Come learn your fates at the village fêtes, hosted by kindly vicars; there’s lots to eat, don’t be discreet – but your attention flickers…
the boys want toys with lots of noise, the girls want glittery stickers, while a gypsy tent, being devil-sent, offers both lust and snickers.
The fêtes are fine for beer and wine, less so for fancy liquors; if you want to cruise for a bit of booze, they’re not for city slickers;
but the real thrust builds on the trust of godly, sinful vicars – it’s being caressed by a gypsy breast that puts a twist in their knickers.
The latest edition of Rat’s Ass Review (for Fall/Winter 2022) has just been published, and I’m delighted to have this irreverent (pun intended) piece included. (As the journal’s title suggests, the editor doesn’t care if you don’t agree with his selections and opinions.) Thanks, Rick Bates!
The fig leaf symbol’s one of History’s greats
As, inter alia,
It hides, discloses and exaggerates
The fruit itself suggests the female form —
Dripping with honey
The little hole breaks open, pink and warm . . .
The Bible’s funny.
First published in The Asses of Parnassus, this poem has just been republished in Better Than Starbucks, which earned a “Kudos on your brilliant ‘The Fig Tree'” from Melissa Balmain, editor of Light.
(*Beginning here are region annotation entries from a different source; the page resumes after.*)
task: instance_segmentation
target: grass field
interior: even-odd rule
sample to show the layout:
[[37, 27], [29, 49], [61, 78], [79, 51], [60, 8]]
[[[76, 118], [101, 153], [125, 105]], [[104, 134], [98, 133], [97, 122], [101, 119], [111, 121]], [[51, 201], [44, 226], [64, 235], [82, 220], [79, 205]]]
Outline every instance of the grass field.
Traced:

That’s a trifecta of editorial acceptance – it makes me proud, and I have to erase my lingering suspicion that the poem would be thought too rude for publication. Now I rate the poem more highly, as being not just a personal favourite but also acceptable to a wider audience.
It sometimes feels that all I write is iambic pentameter. It is always reassuring when a poem presents itself with half the lines being something else, and the result is a lighter, less sonorous verse. The rhymes are good; the poem’s succinct and easy to memorise. I’m happy with it.